On the other hand, I’m a skeptic. A rationalist who has done a bit of philosophical reading (enough to be embarrassing at least). When I was younger I was much more hard line about my rationalism, anti-god, anti-fairy, anti-mystical thinking. I was righteous as only a neerdy teenager with a degree in wikipedia can be. And it did put a strain on my relationships with family. Although to be honest, most of my family at pretty kind to all sorts of odd thinking and my rationalism didn’t seem mad or anything, just one of many colours available in the pallet of local family philosophies.

As I’ve aged and consumed more understanding about skeptical thinking and pro-social philosophy; the two have often been at an interesting contention. How to be rational enough not to get taken in by gimmicks and snake oil, but social enough not to sneer and demean friends and family who have taken to believe in those things.

Over the years I’ve learned that there is an important factor about humans that is important to understand… we take shortcuts. A lot of them. When I say I believe in science, science based policy or health care, or that I trust the data, this is a shortcut. I haven’t gone into all the data, I haven’t read the papers and done due diligence. I’ve trusted that the network of trust I have between the people involved and the ideas we share is enough that my modest reading with my small contributions in critique is enough to be far more confident than my personal data has any right to make me.

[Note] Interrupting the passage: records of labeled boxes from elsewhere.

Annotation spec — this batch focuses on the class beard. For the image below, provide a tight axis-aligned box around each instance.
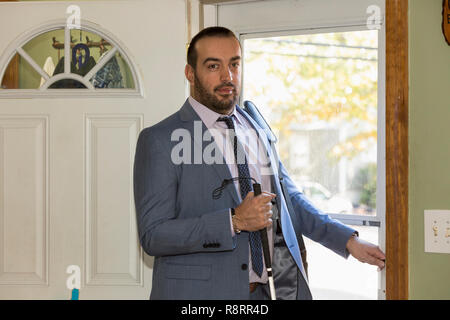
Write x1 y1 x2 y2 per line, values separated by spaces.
194 74 239 114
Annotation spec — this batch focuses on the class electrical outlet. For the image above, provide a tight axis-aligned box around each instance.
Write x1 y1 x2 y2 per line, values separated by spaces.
424 210 450 253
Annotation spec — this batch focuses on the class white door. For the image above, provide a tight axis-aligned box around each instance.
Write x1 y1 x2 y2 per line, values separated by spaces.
204 0 385 299
0 0 186 299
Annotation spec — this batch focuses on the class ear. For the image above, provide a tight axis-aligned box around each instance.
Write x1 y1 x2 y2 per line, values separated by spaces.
184 64 194 85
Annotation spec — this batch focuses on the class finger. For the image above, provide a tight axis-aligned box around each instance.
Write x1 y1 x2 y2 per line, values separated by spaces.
244 191 255 200
364 254 384 269
257 193 273 204
261 191 277 199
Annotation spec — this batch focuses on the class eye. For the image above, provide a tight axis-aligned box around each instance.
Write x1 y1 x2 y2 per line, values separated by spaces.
208 63 219 70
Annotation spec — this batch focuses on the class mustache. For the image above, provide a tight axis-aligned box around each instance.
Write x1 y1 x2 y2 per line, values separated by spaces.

A peer group with a shared set of ideas that embellish trust. That sounds like a tribe, a community of people who have created a in-group. And being part of that in-group makes me feel things, positive things when we socialise and anger when I feel it’s threatened.

But peer in-groups are exactly what my ginseng drinking family and friends have too. Just like me, they take short cuts too. There’s a trust there between the people involved and the understand about how the world works. I might claim that it’s moving away from what is true to what is not true, but that won’t change the social dynamics. And just like me, they will feel good when their ideas are verified and angry when those ideas (or people) are threatened.

So how is it even possible to challenge notion when almost anything you say will result in either anger, frustration or a heavy rolling of eyes? I think it is possible, but only if one focuses on two specific points.

Firstly, the social aspect is important. The closer you are to someone, both physically and kinly, the better the chance is that your reasoning will be seen as helpful and not destructive. Having constructive conversations that aren’t about ourselves being verified as right, but about breaking the ideas down as a social activity between friends and then seeing what results are built back up, can I think go a long way to preserving friendships despite radically different views.

The second is to be stateless. By which I mean, you can’t go riding into battle all kitted out in skeptical pennant banners flying. Your ideas are yours and you shouldn’t stand behind a peer group while trying to discuss a contrary idea. That just turns it into a fight between your self-assigned clans. Which you can’t win, because your tribal leaders aren’t here to make peace or barter terms and you aint no hero ready to let your friendship fall on the sword of truth.

Besides, no one ever changed their mind because someone shouted the truth at them.

What do you think? How do you talk to people with drastically different perspectives?